Your customer generated videos, case studies and stories make great content here. Your SEO efforts (others trusting and linking to your content) and Social Media participation comes into play in the trust phase.
Getting your customers involved in the content creation game is an essential element and one that many are happy to be involved in.
The ability to tell why your organization does what it does in stories that illustrate purpose in action is perhaps the key trust building content piece of the puzzle.
Try is a phase that many people skip, but I think it’s the easiest way to move people to buy, particularly in highly competitive and highly priced situations.
Here the content needs to represent a sample of the end result. This is where eBooks, online and offline seminars and evaluation type processes in the form of content shine.
Many people miss this point but this is an audition and it’s where you need to deliver more than anyone could possibly consider doing for a free or low cost version of what you sell. This is one of the first places where you plant the seed for a referral as well as a sale.
By producing content in the try phase that clearly demonstrates how much better your paid product or service is than most, you can differentiate your business and create evangelists out of those that don’t ever buy.
How to content in the form of videos, workbooks, examples, cheat sheets and checklists – the kind of stuff your competitors are charging real money for – is the stuff that the try phase in built on.
Content that converts consists of proof. You must be able to show real results, customer stories and clearly cast your buyer into the future receiving the promised results.
Many people miss the idea of content during just after the buy phase because the thinking is that the person has already made a decision and the product or service will speak for itself.
The total customer experience is measured by the end result, not the build up to the sale. In order to deliver a remarkable customer experience you’ve got to continue to educate with content.
Creating content that acts as a new customer kit or orientation to your business or product is the first step.

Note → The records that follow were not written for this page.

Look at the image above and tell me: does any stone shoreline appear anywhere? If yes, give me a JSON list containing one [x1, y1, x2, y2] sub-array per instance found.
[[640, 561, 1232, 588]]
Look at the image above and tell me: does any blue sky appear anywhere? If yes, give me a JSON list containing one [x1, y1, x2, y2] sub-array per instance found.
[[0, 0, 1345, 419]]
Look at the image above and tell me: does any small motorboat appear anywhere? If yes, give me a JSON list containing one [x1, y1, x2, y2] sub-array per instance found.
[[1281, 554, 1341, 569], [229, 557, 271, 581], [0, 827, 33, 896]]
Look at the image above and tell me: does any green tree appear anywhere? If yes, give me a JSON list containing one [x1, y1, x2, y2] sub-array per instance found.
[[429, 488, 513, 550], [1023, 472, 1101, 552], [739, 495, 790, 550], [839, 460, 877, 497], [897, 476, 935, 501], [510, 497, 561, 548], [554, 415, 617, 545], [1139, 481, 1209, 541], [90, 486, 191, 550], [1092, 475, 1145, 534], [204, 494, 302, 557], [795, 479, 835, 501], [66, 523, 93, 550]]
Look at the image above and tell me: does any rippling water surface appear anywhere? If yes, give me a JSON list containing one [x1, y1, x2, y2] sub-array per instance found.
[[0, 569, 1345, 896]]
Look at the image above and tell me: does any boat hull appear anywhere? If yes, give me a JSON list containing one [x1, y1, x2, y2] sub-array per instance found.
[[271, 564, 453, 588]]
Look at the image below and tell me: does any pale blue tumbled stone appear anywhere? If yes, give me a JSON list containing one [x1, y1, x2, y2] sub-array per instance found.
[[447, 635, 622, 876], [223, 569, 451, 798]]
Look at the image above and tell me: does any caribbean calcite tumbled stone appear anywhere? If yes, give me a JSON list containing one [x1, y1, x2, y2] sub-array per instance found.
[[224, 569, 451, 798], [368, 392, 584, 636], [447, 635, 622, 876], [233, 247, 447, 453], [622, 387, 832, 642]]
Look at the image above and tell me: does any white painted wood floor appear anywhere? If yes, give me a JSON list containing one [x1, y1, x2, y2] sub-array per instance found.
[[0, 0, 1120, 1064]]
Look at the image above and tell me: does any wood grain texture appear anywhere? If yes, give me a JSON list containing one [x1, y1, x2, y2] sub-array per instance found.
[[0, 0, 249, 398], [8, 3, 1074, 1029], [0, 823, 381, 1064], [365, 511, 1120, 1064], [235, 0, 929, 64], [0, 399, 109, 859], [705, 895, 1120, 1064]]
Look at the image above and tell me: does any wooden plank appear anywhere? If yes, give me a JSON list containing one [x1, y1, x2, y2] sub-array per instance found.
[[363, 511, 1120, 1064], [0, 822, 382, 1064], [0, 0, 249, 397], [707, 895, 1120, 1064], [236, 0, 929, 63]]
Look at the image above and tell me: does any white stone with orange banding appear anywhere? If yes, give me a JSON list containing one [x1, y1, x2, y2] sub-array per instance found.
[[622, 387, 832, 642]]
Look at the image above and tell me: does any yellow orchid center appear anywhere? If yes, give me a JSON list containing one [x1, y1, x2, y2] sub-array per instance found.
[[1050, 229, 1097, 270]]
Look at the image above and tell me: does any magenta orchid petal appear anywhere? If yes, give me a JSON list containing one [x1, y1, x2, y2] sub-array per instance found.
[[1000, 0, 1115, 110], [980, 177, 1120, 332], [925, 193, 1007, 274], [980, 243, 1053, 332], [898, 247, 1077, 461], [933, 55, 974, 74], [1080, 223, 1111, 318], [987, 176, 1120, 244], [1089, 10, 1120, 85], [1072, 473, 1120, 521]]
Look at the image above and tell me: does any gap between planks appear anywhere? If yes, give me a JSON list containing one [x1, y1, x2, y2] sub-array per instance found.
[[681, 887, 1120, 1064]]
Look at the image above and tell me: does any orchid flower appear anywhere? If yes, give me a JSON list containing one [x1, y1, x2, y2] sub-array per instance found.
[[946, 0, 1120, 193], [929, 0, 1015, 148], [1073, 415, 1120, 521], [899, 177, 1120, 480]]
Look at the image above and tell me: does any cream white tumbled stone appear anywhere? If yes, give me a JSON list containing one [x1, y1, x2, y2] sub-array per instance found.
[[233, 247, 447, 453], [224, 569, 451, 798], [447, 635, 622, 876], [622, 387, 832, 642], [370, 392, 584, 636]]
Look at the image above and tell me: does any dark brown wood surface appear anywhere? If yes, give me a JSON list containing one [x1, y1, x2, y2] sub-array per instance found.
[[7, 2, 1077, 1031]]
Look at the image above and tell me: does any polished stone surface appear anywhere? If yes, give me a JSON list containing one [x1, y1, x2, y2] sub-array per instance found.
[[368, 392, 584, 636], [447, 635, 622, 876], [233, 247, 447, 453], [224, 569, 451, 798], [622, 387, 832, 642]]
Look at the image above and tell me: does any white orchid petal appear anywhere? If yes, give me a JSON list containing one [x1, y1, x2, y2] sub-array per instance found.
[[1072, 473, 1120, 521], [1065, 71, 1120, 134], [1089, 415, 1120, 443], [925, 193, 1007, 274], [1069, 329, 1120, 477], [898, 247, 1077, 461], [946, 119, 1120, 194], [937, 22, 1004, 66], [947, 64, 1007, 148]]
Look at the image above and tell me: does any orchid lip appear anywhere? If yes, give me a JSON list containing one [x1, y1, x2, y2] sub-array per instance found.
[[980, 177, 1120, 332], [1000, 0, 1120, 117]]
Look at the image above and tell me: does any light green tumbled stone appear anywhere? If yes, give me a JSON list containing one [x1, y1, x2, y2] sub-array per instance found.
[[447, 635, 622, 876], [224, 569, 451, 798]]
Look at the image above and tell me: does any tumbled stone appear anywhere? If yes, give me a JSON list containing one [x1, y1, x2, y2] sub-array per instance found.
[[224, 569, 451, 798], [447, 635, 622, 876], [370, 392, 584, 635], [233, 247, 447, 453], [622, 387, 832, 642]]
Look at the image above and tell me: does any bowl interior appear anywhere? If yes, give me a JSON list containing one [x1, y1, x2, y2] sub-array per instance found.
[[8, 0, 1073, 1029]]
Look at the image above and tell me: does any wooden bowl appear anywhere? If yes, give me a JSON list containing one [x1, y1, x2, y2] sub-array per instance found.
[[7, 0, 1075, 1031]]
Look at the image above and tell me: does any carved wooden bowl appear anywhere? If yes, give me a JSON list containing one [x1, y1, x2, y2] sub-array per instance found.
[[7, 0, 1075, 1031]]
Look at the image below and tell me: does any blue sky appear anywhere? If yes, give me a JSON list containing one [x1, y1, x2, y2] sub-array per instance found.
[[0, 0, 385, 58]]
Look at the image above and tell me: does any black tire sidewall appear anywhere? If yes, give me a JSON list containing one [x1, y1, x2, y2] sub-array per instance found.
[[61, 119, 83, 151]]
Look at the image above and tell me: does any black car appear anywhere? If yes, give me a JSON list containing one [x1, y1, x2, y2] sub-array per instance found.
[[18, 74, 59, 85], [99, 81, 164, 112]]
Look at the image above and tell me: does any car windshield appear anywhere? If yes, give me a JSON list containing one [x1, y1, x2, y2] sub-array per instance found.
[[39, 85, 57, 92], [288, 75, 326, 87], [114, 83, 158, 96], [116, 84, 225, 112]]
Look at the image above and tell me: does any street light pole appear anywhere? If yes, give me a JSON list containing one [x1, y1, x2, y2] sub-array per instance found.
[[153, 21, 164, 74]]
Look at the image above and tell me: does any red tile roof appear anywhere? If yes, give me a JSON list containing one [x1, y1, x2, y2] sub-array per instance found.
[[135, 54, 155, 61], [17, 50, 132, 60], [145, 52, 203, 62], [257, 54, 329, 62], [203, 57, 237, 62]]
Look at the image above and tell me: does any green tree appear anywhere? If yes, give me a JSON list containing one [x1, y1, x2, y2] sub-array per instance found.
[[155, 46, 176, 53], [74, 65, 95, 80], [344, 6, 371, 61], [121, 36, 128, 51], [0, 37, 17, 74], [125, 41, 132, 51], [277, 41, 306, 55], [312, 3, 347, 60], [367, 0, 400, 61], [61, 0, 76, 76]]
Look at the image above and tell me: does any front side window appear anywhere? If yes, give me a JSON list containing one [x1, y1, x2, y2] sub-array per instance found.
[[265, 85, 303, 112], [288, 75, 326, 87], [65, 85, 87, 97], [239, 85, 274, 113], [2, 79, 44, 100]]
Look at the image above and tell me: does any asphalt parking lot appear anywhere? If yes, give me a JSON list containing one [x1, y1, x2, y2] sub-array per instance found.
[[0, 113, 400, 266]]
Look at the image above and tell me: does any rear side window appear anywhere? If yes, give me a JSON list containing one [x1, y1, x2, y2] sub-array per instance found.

Most businesses should also consider quick start guides, in-depth user manuals and customer support communities. You can easily build this kind of content with your customers using services such as Get Satisfaction or Zendesk.
Don’t wait for your customer to call you when they need something, stay top of mind through content that educates at a higher lever.
Use email and print to start to share how others have gotten more advanced results with your products or services. Create customer events that have a content sharing component.
Create a results review process where you help your client measure the results they are actually getting by working with your firm and use this process to capture content in the form of success stories.
Start this phase by documenting your referral process. Create tools that make it easy for you to teach your rabid customers and strategic partners how to refer you.
Create eBooks, videos and teaching events and offer them to your strategic partners to cobrand and present to their clients.
Work with a team of best of class providers (the folks that can help your clients get everything they need) and create a team blog. Create and acquire content that makes it easy for you to introduce your partners and gives them plenty of incentive to do likewise.
You don’t have to do all of your content creation from scratch either – there are many ways to effectively use other people’s content as part of the overall picture.
Content creation is the hardest job of a marketer these days but when you plan your content with your hourglass in mind it may well be the highest payoff work your can do.